THE LINE UNCROSSED

Book Cover

Fourteen-year-old Levi Anderson is an observer. At home at his family’s Indiana farm, he writes a few lines each day about light and shadows, the movements and sounds of the animals, or his father’s face in an emotional moment. Despite being surrounded by family members, Levi feels lonely, and after his oldest siblings leave to enlist in the Union army, he faces the brunt of his remaining brother’s frustrations and abuse. So, in 1861, Levi enlists as well, heading out to find himself and his place in the world. He turns his talent for observation to watching the men with whom he marches—and, much later, he applies his eye to his experiences in the notorious Andersonville prisoner-of-war camp.
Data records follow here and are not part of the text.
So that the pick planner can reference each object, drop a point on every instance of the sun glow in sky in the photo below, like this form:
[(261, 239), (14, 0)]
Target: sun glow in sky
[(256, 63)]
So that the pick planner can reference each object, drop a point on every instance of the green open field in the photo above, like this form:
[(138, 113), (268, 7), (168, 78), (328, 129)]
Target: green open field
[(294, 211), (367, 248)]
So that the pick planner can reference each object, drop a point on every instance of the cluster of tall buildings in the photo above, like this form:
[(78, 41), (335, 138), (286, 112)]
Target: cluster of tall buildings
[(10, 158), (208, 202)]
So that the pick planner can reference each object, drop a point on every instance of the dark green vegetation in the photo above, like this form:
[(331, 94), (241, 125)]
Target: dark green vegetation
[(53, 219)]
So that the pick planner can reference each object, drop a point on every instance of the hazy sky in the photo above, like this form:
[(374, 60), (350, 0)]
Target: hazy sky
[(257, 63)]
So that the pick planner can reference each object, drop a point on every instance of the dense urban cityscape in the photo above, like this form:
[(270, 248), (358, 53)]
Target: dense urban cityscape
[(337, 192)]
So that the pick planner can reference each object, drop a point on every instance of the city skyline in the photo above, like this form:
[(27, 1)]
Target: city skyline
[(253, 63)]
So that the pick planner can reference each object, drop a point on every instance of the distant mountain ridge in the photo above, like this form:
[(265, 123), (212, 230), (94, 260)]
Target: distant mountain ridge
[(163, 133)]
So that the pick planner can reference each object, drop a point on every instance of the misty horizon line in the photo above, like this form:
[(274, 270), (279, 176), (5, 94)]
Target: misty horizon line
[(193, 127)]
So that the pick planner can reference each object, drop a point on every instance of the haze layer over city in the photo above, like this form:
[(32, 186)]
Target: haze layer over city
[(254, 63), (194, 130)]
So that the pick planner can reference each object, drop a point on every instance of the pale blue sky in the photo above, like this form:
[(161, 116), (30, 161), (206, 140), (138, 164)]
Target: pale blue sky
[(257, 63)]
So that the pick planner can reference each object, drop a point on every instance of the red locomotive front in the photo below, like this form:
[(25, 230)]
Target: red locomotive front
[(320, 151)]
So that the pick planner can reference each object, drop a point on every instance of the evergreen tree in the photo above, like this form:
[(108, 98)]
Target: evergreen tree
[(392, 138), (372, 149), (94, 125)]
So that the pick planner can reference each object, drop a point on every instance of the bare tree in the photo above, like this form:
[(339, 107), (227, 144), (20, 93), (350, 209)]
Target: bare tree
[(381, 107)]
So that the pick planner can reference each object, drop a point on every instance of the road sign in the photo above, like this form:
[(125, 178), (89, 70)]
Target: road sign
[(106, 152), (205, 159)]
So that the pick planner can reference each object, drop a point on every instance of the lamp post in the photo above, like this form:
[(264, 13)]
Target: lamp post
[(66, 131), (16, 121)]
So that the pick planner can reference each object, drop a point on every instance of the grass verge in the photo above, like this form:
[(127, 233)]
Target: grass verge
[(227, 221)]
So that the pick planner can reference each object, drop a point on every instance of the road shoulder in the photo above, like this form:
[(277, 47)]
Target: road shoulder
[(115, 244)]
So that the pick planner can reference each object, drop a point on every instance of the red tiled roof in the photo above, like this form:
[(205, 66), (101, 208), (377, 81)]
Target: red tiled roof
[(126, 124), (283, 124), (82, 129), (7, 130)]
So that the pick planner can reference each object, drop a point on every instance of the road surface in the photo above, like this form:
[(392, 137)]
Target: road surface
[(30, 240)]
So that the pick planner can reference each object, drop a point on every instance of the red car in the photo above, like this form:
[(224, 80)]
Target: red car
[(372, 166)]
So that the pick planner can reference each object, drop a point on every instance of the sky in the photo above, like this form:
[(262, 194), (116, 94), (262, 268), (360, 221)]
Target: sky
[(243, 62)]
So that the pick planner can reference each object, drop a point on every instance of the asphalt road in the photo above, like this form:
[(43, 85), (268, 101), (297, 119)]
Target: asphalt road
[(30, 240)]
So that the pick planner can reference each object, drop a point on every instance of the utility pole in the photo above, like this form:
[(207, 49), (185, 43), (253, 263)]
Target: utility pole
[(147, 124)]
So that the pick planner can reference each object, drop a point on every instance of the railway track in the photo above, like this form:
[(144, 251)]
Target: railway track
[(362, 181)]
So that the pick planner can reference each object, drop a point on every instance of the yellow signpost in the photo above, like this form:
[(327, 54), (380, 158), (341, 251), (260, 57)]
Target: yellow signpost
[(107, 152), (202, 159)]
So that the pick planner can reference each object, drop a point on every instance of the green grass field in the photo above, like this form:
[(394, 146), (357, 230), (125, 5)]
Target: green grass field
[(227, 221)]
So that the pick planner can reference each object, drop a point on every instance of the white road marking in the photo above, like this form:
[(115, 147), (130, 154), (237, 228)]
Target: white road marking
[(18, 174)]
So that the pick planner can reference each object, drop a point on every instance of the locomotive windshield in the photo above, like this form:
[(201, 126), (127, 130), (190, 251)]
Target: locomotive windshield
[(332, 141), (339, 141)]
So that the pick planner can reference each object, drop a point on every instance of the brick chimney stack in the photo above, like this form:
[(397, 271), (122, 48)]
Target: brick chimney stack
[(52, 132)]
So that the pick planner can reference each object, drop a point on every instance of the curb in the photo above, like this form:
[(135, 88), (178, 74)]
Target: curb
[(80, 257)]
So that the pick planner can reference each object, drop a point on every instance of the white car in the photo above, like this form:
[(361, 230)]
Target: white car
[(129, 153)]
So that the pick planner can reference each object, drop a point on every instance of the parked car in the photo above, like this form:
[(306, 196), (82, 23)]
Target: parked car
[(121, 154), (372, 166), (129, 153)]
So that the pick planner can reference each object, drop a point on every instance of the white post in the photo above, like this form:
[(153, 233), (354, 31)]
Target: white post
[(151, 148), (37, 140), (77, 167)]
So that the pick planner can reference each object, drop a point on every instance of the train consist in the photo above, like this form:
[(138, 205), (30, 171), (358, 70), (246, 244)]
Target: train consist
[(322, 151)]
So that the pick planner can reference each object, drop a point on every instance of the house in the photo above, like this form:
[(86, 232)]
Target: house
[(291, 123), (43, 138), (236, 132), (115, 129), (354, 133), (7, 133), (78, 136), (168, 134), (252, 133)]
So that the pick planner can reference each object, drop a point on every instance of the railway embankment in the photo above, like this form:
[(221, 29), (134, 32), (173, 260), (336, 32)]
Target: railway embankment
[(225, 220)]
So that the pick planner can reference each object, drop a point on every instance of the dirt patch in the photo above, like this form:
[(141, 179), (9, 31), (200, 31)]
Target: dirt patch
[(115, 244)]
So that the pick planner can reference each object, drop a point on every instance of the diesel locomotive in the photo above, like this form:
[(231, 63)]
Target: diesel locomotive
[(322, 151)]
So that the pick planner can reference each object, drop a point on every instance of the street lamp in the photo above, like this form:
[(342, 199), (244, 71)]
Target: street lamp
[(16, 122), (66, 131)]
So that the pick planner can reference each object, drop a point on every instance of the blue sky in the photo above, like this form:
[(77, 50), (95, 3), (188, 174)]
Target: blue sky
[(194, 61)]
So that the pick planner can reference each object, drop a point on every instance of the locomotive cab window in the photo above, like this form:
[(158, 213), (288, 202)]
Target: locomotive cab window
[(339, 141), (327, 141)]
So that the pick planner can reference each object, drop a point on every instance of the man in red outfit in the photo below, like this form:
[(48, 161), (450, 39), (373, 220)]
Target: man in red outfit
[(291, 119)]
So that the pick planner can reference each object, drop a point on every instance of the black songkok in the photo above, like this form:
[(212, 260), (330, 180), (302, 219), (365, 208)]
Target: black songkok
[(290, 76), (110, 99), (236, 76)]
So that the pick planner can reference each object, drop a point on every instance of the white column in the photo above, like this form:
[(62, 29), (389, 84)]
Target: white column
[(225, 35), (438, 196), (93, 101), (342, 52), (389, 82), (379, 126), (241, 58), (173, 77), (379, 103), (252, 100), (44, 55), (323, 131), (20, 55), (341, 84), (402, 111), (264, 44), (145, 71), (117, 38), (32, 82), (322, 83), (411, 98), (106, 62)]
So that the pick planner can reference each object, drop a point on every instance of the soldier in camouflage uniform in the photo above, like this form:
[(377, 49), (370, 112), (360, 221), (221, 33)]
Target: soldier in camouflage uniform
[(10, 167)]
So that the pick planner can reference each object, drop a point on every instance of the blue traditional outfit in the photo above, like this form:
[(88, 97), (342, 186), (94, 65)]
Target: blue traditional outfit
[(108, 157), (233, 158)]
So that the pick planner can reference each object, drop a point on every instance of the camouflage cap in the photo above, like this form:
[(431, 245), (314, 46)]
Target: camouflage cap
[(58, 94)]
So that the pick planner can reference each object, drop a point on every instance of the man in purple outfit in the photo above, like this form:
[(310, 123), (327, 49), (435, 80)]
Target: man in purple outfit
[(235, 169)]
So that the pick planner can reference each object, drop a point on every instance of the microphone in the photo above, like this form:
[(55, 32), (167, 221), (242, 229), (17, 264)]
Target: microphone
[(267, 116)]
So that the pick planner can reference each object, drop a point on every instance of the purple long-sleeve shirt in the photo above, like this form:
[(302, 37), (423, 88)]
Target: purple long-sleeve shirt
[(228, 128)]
McDonald’s descriptions transport readers into each beautiful, peaceful, shocking, or heart-wrenching moment: “He had fired into smoke and the smoke had swallowed the bullets, and what the bullets had done on the other side was something he would never know and did not want to know.” After being injured in battle, Levi is found by Confederate soldiers, who deliver him to Richmond, Virginia. Later, in Danville, Virginia, he finds a friend in Jim Dearborn, a young man who doesn’t mind Levi’s quiet, deliberate nature and who helps Levi come out of his shell and start to discover who he can be. The slow-paced, repetitive writing reflects the slow, repetitive nature of Levi’s life, marching with the infantry and in prison camps later on, and allows for introspection that will draw readers in. Later, Levi begins to heal from his traumatic experiences by writing a letter and starting to tell the story of what he’s been through.